Jupyter Notebooks are interactive web tools known as a computational notebooks, which researchers can use to combine software code, explanatory text and multimedia resources, and computational output, in a single document. Jupyter has emerged as a de facto standard for data scientists and other scientific domains. Notebooks can be launched locally and access local file systems, or they can be launched on a remote machine, which provides access to a user's files on the remote system. In the latter case, the notebooks are launched via a process that creates a unique URL that is composed of the hostname plus an available port (chosen by the jupyter application) plus a one-time token. The user obtains this URL and enters it into a local web browser, where the notebook is available as long as the process on the remote machine is up and running. By default, these notebooks are not secure, and potentially expose a users local files to unwanted users.
In this tutorial, we cover SDSC's multi-tiered approach to running notebooks more securely: running notebooks in the usual way using the insecure HTTP connections; hosting a Jupyter service using HTTPS and Jupyter Lab; and our new Reverse Proxy Service (RPS). When used, the RPS will launch a batch script that creates a securely hosted HTTPS access point for the user, resulting in a safer, more secure notebook environment.
By default, these notebooks are not secure, and potentially expose a user's local files to unwanted access. In this tutorial, we present SDSC's multitiered approach to running notebooks more securely.
This page will be updated regularly with example notebooks, primarily for beginners and those who are new to using notebooks on SDSC HPC Systems.
Running Juypter notebooks relies on you handling your own python jupyter package installation. Typically, users install Anaconda on local systems. Anaconda is a common package manager used for data science, but it it not recommended for use on HPC systems and running jupyter notebooks remotely. Anaconda is a large package and has a lot of overhead. For best performance, we recommend using Miniconda
.
Miniconda is a free minimal installer for conda. It is a small, bootstrap version of Anaconda that includes only conda, Python, the packages they depend on, and a small number of other useful packages.

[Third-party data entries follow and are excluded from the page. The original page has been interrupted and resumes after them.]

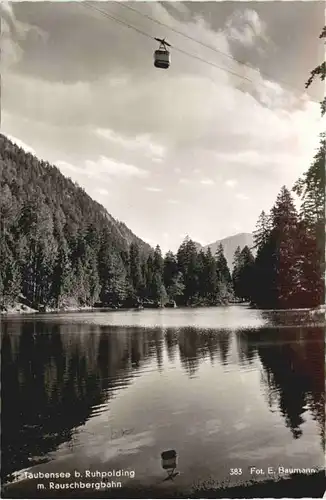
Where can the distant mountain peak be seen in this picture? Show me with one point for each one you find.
(230, 244)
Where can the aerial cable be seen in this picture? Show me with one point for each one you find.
(218, 51)
(109, 15)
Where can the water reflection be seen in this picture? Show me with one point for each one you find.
(55, 377)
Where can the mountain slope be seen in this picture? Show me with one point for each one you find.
(59, 247)
(25, 175)
(230, 244)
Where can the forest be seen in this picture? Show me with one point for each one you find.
(61, 249)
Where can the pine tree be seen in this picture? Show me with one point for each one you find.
(245, 274)
(224, 280)
(263, 230)
(236, 271)
(187, 263)
(135, 269)
(285, 225)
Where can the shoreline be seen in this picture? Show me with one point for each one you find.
(21, 309)
(295, 486)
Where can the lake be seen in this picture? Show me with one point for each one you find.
(226, 388)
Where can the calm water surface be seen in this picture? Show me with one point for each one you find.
(224, 387)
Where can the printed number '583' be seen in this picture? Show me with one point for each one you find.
(235, 472)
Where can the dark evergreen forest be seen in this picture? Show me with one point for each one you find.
(60, 249)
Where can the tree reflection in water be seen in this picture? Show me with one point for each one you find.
(54, 375)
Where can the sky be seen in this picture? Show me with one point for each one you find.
(199, 149)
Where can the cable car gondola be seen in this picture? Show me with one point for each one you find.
(162, 57)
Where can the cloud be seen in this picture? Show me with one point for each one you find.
(21, 144)
(102, 191)
(103, 168)
(246, 27)
(13, 33)
(142, 143)
(107, 166)
(153, 189)
(242, 196)
(231, 183)
(207, 182)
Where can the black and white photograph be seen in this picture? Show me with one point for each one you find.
(162, 249)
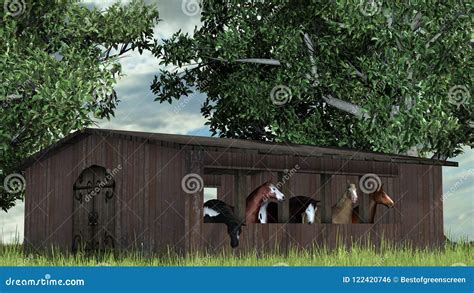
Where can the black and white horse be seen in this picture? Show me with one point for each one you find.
(302, 210)
(217, 211)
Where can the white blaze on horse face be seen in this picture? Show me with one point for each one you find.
(310, 213)
(262, 213)
(210, 212)
(353, 193)
(278, 194)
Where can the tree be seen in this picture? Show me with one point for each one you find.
(59, 63)
(390, 77)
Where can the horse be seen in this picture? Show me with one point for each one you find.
(268, 212)
(303, 209)
(342, 210)
(260, 195)
(377, 197)
(217, 211)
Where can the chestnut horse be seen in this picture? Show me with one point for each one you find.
(342, 210)
(217, 211)
(259, 196)
(376, 198)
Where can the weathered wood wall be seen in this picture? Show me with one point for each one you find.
(153, 213)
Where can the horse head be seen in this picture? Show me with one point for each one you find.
(271, 191)
(352, 192)
(381, 197)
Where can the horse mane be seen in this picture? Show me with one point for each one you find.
(223, 209)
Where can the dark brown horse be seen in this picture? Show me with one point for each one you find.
(260, 195)
(376, 198)
(302, 210)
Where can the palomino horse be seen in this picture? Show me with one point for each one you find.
(342, 210)
(259, 196)
(302, 210)
(217, 211)
(376, 198)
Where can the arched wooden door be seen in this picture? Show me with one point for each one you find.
(94, 211)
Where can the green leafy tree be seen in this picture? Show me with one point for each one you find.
(59, 62)
(389, 76)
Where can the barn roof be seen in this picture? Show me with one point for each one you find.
(227, 144)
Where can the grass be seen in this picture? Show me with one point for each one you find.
(387, 255)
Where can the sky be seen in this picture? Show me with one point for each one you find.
(137, 111)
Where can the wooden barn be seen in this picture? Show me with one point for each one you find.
(100, 189)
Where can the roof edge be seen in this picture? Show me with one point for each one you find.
(74, 136)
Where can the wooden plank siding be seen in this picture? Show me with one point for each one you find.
(154, 214)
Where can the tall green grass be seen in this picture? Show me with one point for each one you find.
(386, 255)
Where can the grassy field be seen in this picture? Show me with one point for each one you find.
(451, 254)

If you're not familiar with Anaconda, check it out here.
To install Miniconda on Linux, you need to locate and download the installer package for your system. For linx, you will find a list of installers https://docs.conda.io/en/latest/miniconda.html#linux-installers. On the HPC system, use:
wget <link-to-installer-file>
to download the install package. For SDSC HPC systems, the current link is the Miniconda3 Linux 64-bit:
https://repo.anaconda.com/miniconda/Miniconda3-latest-Linux-x86_64.sh
Once you have downloaded the correct installer, follow the installation instructions https://conda.io/projects/conda/en/latest/user-guide/install/index.html. For SDSC HPC systems (Expanse, Comet, TSCC, and Stratus), the name of the downloaded installer file is Miniconda3-latest-Linux-x86_64.sh
Change the permissions so you can execute the script:
chmod +x Miniconda3-latest-Linux-x86_64.sh
Run the bash install script:
bash Miniconda3-latest-Linux-x86_64.sh
or
./Miniconda3-latest-Linux-x86_64.sh
You should answer yes to almost all of the questions. Make sure to type in the word "yes" for the license agreement. Also be sure to type in "yes" when the installer asks you if you want to run conda init. In addition, you need to make sure that the installer has placed these two lines into your .bashrc
file:
The Miniconda installer should prompt to add each of the following lines separately to the .bashrc file:
. /home/$USER/miniconda3/etc/profile.d/conda.sh
conda activate
If not present, add the two lines to the file. Once you have done this, restart your bash shell: run the command
source ~/.bashrc
which "restarts" the shell environment.
Miniconda should now be installed. By default, Miniconda should be installed in your home directory:
Miniconda3 will now be installed into this location:
/home/$USER/miniconda3
If Miniconda still does not seem to be installed, try using the command source ~/.bashrc
, which "restarts" conda.
To verify the installation, run the command:
(base) [mthomas@comet-ln2:~] which conda
~/miniconda3/bin/conda
To run jupyter notebooks, you need to install the jupyter
package using the command
conda install jupyter
To verify the installation, run the command:
(base) [$USER@comet-ln2:~] which jupyter
~/miniconda3/bin/jupyter
More installation information can be found here: https://anaconda.org/anaconda/jupyter.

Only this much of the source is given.